Joel Klein is comfortable arguing all manner of controversial law. Sexual discrimination, the rights of the disabled, medical malpractice, and attorney misconduct have all found their way into his legal briefs at one time or another during his decades of litigation.
But last week, only three months after being named head of the Justice Department's antitrust division, Klein found himself prosecuting the highest-profile case of his 20-year career when he accused Microsoft of violating a 1995 antitrust settlement.
In some ways, Klein acknowledges that the case is a test of the viability of antitrust doctrine itself in an age when business and technology move so quickly that government regulation sometimes seems arcane and obsolete.
"History will show that this is a role that is as important now as it was 100 years ago when the Sherman Act was passed," said Klein, a man not normally given to the trademark hyperbole of his profession.
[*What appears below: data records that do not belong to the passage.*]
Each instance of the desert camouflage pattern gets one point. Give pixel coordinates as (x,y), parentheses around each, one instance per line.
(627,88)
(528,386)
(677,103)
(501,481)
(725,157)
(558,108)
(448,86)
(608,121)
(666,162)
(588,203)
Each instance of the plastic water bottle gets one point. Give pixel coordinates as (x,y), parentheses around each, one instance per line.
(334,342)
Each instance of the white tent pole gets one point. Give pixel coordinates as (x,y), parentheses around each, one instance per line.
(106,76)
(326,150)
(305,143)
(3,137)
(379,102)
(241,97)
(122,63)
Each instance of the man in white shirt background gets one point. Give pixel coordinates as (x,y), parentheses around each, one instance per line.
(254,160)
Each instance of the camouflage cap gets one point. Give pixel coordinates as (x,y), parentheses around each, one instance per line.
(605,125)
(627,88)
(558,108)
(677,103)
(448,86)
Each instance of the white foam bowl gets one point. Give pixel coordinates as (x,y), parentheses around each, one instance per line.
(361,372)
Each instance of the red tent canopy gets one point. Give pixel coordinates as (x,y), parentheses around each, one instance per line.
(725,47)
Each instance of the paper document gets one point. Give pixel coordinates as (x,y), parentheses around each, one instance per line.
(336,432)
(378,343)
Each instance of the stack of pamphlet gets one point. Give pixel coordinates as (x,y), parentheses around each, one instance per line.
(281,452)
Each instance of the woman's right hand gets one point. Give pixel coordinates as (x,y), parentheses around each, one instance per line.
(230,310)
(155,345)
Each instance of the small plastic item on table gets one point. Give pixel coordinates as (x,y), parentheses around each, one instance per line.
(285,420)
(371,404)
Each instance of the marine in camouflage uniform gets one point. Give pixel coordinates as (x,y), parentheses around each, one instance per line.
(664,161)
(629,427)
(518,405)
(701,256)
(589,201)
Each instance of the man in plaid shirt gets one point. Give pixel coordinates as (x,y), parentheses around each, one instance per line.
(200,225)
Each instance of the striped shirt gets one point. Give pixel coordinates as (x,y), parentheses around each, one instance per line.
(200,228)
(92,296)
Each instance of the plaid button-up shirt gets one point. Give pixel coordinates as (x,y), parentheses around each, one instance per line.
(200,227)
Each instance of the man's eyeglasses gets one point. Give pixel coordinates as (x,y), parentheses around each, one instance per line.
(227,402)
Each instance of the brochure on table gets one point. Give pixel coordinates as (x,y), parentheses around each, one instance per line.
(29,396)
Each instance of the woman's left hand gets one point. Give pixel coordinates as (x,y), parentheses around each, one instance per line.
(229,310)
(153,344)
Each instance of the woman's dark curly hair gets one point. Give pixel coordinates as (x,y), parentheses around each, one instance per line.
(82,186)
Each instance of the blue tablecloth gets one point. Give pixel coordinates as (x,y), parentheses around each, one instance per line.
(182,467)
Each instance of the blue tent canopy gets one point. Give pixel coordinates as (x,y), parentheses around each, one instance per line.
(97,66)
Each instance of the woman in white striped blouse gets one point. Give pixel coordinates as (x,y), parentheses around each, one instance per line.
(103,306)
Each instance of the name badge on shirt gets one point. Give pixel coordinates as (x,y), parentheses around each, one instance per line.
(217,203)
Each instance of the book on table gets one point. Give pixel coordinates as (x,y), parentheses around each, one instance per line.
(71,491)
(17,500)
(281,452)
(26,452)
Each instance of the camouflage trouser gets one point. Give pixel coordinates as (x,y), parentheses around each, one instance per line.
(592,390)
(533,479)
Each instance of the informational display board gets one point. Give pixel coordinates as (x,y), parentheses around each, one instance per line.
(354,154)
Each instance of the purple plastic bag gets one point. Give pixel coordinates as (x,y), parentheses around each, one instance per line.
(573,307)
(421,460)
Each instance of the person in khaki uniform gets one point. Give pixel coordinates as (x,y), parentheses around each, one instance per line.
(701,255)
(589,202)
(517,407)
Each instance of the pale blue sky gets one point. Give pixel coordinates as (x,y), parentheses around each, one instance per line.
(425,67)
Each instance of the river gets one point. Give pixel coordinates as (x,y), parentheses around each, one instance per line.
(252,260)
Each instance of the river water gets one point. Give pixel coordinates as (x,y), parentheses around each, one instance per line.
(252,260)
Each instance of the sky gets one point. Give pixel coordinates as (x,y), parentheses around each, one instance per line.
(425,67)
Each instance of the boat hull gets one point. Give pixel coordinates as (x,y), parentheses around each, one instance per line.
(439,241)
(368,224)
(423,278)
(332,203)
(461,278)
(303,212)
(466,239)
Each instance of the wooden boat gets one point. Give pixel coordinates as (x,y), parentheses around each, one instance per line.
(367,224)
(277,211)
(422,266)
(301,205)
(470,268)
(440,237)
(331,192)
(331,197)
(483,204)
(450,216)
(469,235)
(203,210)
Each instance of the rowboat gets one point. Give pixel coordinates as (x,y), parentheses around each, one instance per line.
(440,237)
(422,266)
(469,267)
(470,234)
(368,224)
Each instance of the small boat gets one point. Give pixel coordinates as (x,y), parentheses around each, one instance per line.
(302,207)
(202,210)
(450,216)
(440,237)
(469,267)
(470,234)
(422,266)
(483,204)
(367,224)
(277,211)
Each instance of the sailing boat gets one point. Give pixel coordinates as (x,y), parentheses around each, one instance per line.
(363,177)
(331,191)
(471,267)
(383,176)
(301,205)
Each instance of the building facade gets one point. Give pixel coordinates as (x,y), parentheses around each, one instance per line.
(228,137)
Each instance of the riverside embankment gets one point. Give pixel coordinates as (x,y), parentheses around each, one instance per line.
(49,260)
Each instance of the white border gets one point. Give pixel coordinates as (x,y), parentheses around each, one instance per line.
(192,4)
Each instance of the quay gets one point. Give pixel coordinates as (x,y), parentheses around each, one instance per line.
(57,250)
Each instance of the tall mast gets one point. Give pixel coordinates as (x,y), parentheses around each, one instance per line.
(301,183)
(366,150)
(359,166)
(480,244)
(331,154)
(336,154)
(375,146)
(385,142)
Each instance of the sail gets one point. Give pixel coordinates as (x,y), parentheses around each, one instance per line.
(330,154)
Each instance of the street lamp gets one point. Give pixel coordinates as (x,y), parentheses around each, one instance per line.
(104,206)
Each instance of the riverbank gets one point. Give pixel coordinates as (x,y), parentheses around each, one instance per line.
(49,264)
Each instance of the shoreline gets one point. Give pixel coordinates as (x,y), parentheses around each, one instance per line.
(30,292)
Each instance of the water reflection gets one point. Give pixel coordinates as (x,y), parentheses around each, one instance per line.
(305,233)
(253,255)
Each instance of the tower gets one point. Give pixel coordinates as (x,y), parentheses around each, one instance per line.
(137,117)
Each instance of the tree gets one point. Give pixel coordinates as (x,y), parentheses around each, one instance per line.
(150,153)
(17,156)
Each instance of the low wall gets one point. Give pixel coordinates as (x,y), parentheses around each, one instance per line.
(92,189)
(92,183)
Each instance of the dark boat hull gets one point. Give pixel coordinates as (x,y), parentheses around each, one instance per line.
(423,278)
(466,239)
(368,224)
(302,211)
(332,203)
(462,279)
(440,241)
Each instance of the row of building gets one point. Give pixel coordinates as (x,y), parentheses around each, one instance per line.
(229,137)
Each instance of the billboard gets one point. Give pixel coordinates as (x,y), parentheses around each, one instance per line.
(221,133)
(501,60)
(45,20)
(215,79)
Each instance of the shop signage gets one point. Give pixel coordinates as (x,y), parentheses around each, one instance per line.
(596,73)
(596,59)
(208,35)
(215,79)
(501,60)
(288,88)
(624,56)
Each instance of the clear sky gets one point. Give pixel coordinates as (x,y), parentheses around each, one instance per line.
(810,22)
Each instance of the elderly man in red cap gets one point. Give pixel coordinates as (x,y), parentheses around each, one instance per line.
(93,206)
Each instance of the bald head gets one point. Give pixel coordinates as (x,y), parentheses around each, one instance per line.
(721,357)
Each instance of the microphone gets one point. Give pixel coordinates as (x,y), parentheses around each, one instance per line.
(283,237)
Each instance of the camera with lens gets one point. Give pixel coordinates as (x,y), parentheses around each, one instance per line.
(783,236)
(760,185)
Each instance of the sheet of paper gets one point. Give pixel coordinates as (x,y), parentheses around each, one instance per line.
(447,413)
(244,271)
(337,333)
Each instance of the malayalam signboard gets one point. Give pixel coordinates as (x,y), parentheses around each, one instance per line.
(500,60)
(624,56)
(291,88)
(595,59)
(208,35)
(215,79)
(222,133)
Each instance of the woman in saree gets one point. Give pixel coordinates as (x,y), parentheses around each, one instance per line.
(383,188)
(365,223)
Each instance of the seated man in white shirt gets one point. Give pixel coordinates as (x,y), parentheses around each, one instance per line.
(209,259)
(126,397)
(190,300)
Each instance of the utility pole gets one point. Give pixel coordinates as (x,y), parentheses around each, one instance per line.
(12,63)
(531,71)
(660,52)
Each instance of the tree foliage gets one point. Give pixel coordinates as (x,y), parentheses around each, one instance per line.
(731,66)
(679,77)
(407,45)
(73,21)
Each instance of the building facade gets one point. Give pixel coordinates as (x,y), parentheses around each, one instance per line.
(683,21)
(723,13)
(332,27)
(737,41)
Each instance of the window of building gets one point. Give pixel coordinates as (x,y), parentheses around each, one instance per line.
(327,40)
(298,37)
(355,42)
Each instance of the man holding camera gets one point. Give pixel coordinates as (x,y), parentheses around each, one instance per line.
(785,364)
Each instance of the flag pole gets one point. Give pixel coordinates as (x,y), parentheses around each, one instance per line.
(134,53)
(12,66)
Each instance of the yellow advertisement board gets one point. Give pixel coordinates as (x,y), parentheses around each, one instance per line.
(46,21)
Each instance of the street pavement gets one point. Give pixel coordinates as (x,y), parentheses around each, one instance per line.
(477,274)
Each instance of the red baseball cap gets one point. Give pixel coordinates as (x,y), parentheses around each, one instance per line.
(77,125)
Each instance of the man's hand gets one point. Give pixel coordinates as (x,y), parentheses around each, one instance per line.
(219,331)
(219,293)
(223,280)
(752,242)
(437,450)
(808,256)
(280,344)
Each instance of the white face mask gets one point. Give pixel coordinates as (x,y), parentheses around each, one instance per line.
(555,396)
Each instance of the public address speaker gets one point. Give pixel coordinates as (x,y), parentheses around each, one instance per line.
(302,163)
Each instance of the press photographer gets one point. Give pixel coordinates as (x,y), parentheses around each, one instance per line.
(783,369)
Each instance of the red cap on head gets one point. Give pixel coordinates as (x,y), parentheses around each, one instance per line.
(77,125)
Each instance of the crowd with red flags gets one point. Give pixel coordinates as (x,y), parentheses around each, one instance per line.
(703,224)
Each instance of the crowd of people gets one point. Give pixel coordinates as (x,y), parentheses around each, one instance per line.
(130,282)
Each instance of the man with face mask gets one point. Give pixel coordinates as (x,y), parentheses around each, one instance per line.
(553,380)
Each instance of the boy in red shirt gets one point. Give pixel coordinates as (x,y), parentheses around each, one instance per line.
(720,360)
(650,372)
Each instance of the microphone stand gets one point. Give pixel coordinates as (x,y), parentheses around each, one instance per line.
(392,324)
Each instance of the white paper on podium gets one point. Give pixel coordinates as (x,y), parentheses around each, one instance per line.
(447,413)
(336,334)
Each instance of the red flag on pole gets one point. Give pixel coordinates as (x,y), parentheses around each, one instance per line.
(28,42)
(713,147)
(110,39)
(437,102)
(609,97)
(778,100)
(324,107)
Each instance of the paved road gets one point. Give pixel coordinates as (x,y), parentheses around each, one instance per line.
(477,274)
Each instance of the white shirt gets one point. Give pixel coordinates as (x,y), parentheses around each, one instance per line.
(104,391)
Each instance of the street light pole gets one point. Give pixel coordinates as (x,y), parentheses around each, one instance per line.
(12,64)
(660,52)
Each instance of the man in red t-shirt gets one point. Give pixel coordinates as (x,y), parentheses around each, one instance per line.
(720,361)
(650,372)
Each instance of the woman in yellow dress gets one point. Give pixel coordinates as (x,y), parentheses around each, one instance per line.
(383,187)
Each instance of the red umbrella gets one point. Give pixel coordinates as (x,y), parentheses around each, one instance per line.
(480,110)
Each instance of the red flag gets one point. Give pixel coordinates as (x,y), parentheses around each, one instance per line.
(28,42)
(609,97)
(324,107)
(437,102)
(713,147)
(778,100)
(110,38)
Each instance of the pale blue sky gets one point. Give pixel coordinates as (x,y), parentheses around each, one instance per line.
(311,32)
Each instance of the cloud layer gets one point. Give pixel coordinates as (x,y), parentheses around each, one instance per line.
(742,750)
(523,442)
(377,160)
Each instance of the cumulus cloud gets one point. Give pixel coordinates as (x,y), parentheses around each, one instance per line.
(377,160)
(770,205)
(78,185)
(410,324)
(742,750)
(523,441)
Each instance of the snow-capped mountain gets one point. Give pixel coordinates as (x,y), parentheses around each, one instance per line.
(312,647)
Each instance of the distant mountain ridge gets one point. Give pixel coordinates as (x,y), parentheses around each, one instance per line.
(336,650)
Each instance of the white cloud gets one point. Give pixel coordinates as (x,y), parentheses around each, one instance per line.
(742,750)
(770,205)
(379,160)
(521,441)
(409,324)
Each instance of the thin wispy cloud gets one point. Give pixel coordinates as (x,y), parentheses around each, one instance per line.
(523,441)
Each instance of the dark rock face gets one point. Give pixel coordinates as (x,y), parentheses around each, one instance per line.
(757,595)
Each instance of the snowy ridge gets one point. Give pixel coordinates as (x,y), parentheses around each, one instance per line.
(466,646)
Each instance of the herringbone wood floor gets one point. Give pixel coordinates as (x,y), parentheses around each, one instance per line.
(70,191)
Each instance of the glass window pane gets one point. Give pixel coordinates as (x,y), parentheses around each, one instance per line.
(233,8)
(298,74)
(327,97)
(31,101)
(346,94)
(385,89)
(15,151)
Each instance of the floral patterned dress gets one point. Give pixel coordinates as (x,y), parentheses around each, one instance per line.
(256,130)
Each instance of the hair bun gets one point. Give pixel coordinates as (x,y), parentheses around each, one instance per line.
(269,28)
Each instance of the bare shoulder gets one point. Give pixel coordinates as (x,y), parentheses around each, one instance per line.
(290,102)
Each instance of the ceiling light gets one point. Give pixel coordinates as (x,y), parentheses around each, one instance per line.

The 51-year-old Klein seems the antithesis of the highly charged worlds of Washington and Silicon Valley that he is straddling with this case. In an interview yesterday with CNET's NEWS.COM, he spoke softly and deliberately, bearing a gentle manner more befitting of academia than the bare-fisted arenas of politics and high technology.
Associates describe Klein as intelligent, cautious, and extremely thorough. One attorney who has worked extensively with Klein said his experience formulating bite-sized, comprehensible arguments will serve him well in his current challenge, which inevitably will produce mountains of evidence that could lead off in countless directions.
"He works extremely hard to find the simple core of a case and keep everything focused on that simple core, rather than building up a mass of facts that somehow, when conglomerated, seem to amount to something," said the attorney, who asked not to be named. "[Klein's feeling is] if you can't say it in two or three sentences, you haven't figured it out yet."
Those qualities, combined with his reputation for copious research, will serve him well as he prepares to do battle with the Redmond empire.
According to many who are familiar with his work, Klein is the perfect candidate to navigate the law around the particulars of the software industry. They explain that his experience arguing 11 cases before the Supreme Court--which generally takes cases only when the law is out of step with the times--makes him a formidable opponent in court and has trained him in how to redirect laws that have reached a crossroads.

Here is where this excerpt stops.